After verification, the exchange believes that the general meeting of shareholders was held as scheduled at the place and date specified in the notice, and its convening and convening procedures comply with the provisions of Chinese laws and regulations and the articles of association.

2、 Qualification of shareholders attending the general meeting of shareholders

1. Shareholders’ representatives (including shareholders and / or shareholders’ agents, the same below) attending the on-site meeting of the general meeting of shareholders 11 shareholders’ representatives (representing 12 shareholders), representing 74235675 shares with voting rights, accounting for 426300% of the total voting shares of the company.

After verification, the exchange believes that the qualification of shareholders’ representatives attending the on-site meeting of the general meeting of shareholders meets the provisions of Chinese laws and regulations and the articles of association.

46 shareholders’ representatives voted through the Internet, and the number of voting shares represented was 22905106, accounting for 131533% of the total voting shares of the company. The identity of the above shareholders who vote through the online voting system shall be verified by the organization provided by the online voting system.

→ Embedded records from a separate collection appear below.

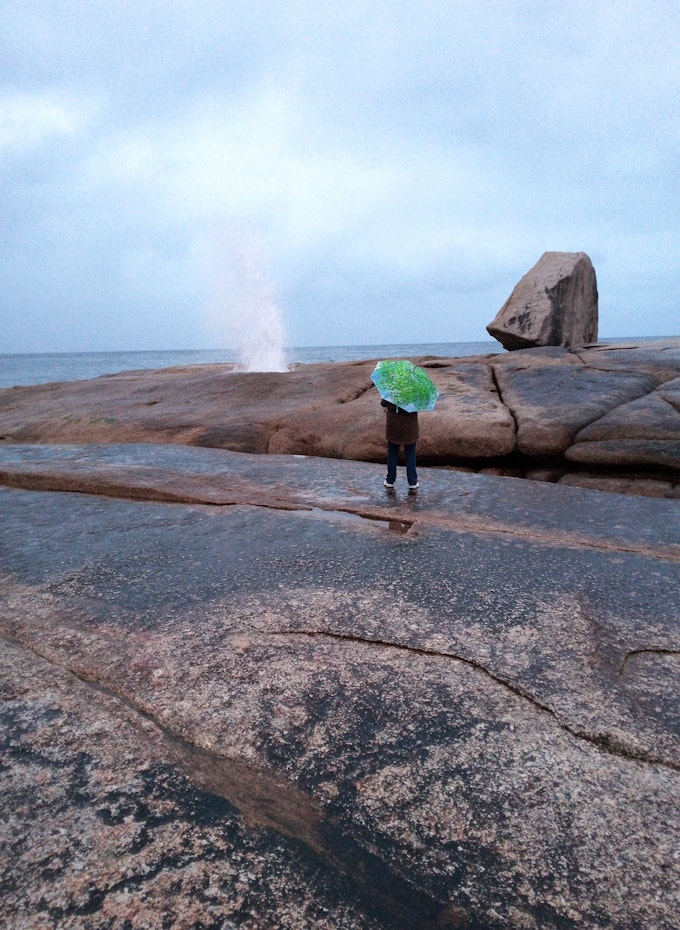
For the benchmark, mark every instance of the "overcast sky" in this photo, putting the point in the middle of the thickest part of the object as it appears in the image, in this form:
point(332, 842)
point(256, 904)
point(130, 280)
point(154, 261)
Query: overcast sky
point(386, 171)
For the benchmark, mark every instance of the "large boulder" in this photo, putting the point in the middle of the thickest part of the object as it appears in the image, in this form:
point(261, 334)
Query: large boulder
point(554, 304)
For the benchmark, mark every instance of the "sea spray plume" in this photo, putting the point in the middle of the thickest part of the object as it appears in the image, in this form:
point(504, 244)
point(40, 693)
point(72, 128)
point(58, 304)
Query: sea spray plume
point(257, 320)
point(241, 313)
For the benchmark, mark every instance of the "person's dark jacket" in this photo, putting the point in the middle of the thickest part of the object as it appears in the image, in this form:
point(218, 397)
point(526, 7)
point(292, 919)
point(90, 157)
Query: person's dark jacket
point(401, 427)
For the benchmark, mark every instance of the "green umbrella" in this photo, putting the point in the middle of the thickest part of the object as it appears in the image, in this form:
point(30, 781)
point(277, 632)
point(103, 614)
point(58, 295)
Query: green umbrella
point(405, 385)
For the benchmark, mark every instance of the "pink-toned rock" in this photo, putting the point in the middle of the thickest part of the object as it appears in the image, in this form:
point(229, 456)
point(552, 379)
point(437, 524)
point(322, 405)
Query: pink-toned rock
point(554, 304)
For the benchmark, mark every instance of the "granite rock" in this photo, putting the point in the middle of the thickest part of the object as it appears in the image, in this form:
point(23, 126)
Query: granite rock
point(555, 303)
point(611, 406)
point(319, 712)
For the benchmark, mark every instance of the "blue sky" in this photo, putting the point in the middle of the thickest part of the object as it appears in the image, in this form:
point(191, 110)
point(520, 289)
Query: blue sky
point(384, 171)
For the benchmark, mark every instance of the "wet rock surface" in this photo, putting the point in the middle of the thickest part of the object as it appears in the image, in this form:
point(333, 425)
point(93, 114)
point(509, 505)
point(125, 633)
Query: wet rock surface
point(267, 693)
point(554, 304)
point(608, 414)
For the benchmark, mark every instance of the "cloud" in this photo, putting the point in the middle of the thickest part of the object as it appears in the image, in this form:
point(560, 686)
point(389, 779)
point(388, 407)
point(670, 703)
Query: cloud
point(30, 120)
point(401, 165)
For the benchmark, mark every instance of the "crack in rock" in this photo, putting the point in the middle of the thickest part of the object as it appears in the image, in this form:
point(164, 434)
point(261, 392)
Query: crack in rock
point(265, 801)
point(606, 742)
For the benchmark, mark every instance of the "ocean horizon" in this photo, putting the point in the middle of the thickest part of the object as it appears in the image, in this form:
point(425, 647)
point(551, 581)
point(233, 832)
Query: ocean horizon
point(27, 368)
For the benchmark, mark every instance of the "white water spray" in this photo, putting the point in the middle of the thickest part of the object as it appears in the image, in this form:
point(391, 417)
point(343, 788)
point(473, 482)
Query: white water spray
point(256, 320)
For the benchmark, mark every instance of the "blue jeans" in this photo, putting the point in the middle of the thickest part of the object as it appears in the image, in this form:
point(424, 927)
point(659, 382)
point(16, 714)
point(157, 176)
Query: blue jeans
point(393, 457)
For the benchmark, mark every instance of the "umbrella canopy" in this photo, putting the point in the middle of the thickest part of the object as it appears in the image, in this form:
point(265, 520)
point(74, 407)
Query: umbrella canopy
point(405, 385)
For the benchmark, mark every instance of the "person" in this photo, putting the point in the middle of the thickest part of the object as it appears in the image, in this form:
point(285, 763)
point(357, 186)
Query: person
point(401, 429)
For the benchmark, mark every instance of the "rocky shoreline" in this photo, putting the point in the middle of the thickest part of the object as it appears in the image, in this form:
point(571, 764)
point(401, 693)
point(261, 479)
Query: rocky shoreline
point(247, 690)
point(602, 416)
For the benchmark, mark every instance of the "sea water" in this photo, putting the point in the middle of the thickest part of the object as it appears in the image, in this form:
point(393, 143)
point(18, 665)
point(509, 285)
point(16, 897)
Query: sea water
point(40, 368)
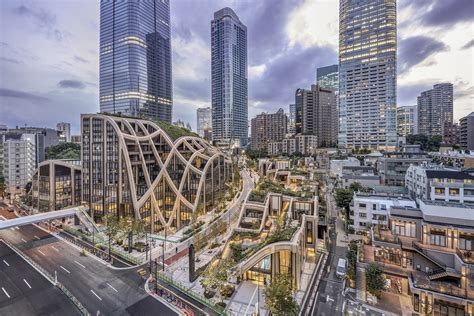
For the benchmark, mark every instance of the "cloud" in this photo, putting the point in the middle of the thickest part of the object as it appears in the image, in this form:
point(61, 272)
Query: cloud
point(416, 49)
point(10, 60)
point(9, 93)
point(71, 84)
point(43, 20)
point(468, 44)
point(80, 59)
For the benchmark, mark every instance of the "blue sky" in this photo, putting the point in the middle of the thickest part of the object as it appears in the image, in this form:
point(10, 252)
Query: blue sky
point(49, 54)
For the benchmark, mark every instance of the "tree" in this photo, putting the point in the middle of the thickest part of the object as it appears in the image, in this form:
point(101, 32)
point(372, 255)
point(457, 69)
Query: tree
point(64, 151)
point(374, 278)
point(112, 228)
point(279, 296)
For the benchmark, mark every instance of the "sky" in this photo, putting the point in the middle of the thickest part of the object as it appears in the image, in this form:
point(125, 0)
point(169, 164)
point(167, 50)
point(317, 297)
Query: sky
point(49, 54)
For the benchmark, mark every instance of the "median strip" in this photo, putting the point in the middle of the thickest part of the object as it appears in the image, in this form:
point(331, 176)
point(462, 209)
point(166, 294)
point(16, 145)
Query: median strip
point(27, 283)
point(96, 295)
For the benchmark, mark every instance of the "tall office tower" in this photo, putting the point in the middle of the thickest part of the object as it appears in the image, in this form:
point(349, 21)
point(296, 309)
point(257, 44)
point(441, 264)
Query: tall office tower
point(328, 77)
point(203, 120)
point(292, 119)
point(367, 73)
point(319, 114)
point(407, 120)
point(65, 130)
point(229, 79)
point(135, 58)
point(466, 131)
point(435, 109)
point(19, 162)
point(268, 127)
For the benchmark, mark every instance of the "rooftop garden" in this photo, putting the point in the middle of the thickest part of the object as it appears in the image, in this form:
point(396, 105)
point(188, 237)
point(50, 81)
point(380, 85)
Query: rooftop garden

2. Shareholders of small and medium-sized investors voting at the general meeting of shareholders

There are 49 representatives of small and medium-sized investor shareholders (i.e. shareholders who individually or jointly hold more than 5% of the shares of the company, excluding directors, supervisors and senior managers of the company holding less than 5%, the same below), and the number of voting shares represented is 8549754, accounting for 4.9097% of the total voting shares of the company.

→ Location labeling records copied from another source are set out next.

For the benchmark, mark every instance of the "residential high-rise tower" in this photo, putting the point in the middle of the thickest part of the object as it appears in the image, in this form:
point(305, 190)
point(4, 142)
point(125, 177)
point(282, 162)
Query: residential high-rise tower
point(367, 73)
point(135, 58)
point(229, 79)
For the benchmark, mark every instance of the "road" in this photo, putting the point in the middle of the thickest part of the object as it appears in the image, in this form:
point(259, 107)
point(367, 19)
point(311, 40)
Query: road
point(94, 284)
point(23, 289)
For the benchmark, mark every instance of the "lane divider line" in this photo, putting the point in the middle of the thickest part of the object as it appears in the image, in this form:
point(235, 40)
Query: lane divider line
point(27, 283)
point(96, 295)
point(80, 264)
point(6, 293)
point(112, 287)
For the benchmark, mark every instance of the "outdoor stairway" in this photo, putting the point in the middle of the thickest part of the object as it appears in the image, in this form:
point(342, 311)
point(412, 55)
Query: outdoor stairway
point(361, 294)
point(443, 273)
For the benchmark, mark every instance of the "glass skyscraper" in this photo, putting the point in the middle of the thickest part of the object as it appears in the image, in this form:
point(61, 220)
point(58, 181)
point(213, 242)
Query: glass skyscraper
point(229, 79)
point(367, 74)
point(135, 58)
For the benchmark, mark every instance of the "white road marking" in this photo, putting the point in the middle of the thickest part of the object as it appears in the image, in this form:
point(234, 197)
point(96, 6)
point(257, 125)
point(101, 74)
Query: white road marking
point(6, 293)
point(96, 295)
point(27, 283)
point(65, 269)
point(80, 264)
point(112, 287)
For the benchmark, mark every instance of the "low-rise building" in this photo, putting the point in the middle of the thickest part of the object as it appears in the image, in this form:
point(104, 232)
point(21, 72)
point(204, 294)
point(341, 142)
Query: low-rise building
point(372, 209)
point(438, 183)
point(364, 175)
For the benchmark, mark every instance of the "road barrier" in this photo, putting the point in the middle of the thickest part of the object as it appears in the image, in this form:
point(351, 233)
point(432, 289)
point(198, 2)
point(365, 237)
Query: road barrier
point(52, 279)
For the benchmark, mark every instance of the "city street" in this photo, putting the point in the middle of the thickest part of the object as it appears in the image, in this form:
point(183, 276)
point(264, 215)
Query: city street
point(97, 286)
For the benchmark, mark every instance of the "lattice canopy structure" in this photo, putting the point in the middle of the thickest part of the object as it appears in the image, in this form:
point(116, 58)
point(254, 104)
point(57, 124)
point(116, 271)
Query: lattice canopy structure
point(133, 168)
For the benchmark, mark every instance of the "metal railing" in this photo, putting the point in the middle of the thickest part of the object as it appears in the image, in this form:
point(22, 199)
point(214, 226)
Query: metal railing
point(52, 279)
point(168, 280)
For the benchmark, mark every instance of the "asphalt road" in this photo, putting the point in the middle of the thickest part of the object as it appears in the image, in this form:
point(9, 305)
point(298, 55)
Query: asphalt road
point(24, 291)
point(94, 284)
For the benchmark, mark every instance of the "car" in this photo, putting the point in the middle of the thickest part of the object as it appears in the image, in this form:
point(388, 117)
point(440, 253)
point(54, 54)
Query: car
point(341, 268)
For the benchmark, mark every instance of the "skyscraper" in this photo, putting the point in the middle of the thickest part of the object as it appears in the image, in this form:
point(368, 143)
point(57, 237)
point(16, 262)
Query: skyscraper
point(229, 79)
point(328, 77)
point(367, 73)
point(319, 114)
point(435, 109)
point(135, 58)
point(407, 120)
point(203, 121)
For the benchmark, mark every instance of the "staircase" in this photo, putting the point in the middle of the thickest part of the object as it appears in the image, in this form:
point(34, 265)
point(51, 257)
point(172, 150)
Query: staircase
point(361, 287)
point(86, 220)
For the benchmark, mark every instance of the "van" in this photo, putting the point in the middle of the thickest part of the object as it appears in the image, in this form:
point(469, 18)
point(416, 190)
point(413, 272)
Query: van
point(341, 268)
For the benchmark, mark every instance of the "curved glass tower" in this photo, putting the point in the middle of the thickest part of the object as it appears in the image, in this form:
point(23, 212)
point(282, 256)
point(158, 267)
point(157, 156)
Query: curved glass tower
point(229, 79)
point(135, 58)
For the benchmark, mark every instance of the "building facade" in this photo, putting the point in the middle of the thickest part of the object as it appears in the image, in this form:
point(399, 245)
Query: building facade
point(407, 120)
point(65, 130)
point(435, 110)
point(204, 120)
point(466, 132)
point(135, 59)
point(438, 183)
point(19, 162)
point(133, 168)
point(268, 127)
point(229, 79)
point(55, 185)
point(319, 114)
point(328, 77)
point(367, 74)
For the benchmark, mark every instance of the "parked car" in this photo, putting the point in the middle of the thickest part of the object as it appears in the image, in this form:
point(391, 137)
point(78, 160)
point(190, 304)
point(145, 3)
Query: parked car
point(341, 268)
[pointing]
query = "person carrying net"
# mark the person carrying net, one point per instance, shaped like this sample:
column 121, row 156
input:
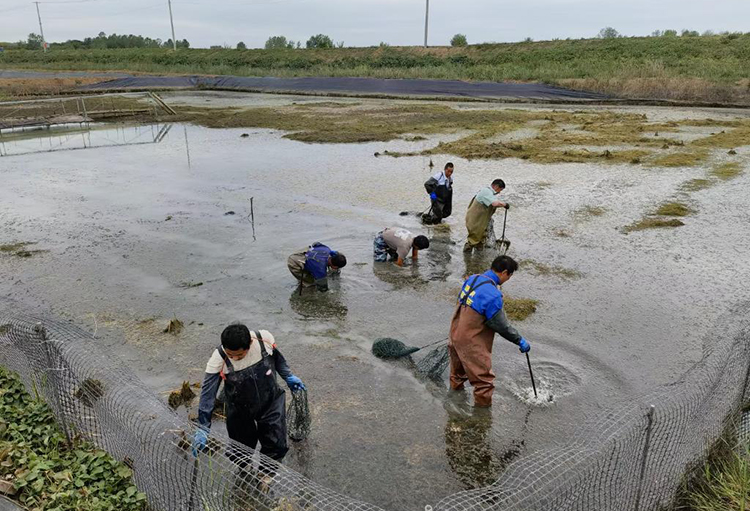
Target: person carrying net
column 440, row 189
column 396, row 243
column 479, row 214
column 256, row 405
column 313, row 265
column 478, row 317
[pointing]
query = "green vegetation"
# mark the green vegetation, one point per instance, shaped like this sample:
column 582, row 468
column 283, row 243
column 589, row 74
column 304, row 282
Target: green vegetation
column 653, row 223
column 710, row 68
column 727, row 171
column 723, row 484
column 46, row 472
column 519, row 309
column 674, row 209
column 696, row 185
column 546, row 270
column 459, row 40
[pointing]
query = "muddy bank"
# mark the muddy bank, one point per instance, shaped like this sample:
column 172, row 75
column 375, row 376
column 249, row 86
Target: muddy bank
column 126, row 227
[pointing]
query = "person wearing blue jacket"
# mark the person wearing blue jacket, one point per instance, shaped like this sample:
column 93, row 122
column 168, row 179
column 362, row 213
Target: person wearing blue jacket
column 247, row 363
column 311, row 266
column 478, row 317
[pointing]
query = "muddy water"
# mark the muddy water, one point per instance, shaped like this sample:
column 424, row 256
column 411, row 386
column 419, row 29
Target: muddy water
column 130, row 230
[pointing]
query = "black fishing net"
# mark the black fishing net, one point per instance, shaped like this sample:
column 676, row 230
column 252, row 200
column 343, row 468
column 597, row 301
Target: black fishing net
column 386, row 347
column 298, row 416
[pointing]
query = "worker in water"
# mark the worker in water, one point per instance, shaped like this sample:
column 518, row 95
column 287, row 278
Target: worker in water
column 395, row 242
column 247, row 363
column 313, row 265
column 478, row 317
column 440, row 189
column 479, row 215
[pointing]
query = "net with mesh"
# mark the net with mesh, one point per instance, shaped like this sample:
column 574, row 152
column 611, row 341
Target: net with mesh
column 633, row 456
column 298, row 419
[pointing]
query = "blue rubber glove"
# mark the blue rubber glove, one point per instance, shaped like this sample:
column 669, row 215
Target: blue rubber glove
column 294, row 383
column 199, row 441
column 524, row 345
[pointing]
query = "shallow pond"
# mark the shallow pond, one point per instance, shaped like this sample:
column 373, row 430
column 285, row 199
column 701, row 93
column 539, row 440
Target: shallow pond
column 127, row 232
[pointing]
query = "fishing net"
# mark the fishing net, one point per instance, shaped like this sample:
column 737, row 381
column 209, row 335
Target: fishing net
column 298, row 417
column 386, row 347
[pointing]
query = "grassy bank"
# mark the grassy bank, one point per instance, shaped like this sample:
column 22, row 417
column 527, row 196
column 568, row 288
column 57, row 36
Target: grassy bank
column 709, row 68
column 48, row 474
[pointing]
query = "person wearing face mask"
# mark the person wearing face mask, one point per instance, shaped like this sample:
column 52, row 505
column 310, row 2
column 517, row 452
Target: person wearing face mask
column 247, row 363
column 479, row 214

3. Other personnel attending and attending the on-site meeting of the general meeting of shareholders as nonvoting delegates

It is verified that in addition to the shareholder representatives, the personnel attending the on-site meeting of the general meeting of shareholders also include the company’s directors, supervisors and the Secretary of the board of directors. Other senior managers of the company and lawyers of the firm attended the on-site meeting of the general meeting of shareholders as nonvoting delegates.

Affected by the epidemic of novel coronavirus pneumonia, according to the relevant provisions of the notice on several measures to support the real economy (SZS [2022] No. 439) of Shenzhen Stock Exchange, our lawyers attended the meeting by video and witnessed the general meeting of the company.

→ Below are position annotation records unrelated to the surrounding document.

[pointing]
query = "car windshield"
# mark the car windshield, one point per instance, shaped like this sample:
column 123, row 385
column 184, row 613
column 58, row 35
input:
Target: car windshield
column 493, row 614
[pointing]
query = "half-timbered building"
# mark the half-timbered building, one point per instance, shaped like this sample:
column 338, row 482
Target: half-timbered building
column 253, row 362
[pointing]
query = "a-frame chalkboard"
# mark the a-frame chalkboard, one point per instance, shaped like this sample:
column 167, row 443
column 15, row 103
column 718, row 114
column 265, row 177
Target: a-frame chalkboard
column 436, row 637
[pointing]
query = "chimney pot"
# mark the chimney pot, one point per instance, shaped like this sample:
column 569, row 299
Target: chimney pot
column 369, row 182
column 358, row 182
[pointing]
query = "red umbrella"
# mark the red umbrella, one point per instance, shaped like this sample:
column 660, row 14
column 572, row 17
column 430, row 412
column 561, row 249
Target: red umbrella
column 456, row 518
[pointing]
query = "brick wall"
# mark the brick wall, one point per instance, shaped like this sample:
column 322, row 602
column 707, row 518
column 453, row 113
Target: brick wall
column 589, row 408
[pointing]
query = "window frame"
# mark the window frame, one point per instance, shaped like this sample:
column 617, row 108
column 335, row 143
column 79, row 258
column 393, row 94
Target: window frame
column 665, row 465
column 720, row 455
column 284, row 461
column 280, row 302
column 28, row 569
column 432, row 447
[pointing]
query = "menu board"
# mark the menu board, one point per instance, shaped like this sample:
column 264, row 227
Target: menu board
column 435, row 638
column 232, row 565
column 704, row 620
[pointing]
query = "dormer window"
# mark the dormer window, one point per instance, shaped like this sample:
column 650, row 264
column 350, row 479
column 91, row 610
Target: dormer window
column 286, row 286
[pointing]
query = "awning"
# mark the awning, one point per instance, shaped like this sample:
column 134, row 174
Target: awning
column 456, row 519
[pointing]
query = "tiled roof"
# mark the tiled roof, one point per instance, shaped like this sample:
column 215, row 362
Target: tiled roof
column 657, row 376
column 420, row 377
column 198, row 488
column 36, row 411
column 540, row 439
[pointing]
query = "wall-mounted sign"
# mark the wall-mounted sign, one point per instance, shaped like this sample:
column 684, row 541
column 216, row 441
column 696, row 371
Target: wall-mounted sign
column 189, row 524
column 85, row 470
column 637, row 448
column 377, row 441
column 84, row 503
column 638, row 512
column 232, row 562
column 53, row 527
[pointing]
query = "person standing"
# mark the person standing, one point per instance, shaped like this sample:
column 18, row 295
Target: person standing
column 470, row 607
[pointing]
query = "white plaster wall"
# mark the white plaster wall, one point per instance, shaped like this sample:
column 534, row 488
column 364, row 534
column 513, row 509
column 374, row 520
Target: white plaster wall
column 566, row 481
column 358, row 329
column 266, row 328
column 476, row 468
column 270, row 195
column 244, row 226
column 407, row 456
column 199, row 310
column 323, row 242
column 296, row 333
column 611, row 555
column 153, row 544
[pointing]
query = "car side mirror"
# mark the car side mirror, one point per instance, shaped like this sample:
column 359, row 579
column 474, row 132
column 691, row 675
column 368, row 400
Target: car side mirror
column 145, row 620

3、 Qualification of convener of this general meeting of shareholders

The convener of this general meeting of shareholders is the board of directors of the company.

The exchange believes that the qualification of the convener of this general meeting of shareholders meets the provisions of Chinese laws and regulations and the articles of association.

4、 Voting procedures and results of this general meeting of shareholders

1. Live voting

The on-site meeting of the general meeting of shareholders adopted the method of on-site open ballot, and the shareholder representatives deliberated the proposals of the general meeting of shareholders.

2. Online voting

The online voting of this shareholders’ meeting adopts the trading system of Shenzhen Stock Exchange and the Internet voting system. The specific time for shareholders to participate in online voting through the trading system of Shenzhen stock exchange is 9:30-11:30 and 13:00-15:00 on May 18, 2022; The specific time for shareholders to participate in online voting through the Internet voting system of Shenzhen stock exchange is any time from 9:15 a.m. to 15:00 p.m. on May 18, 2022.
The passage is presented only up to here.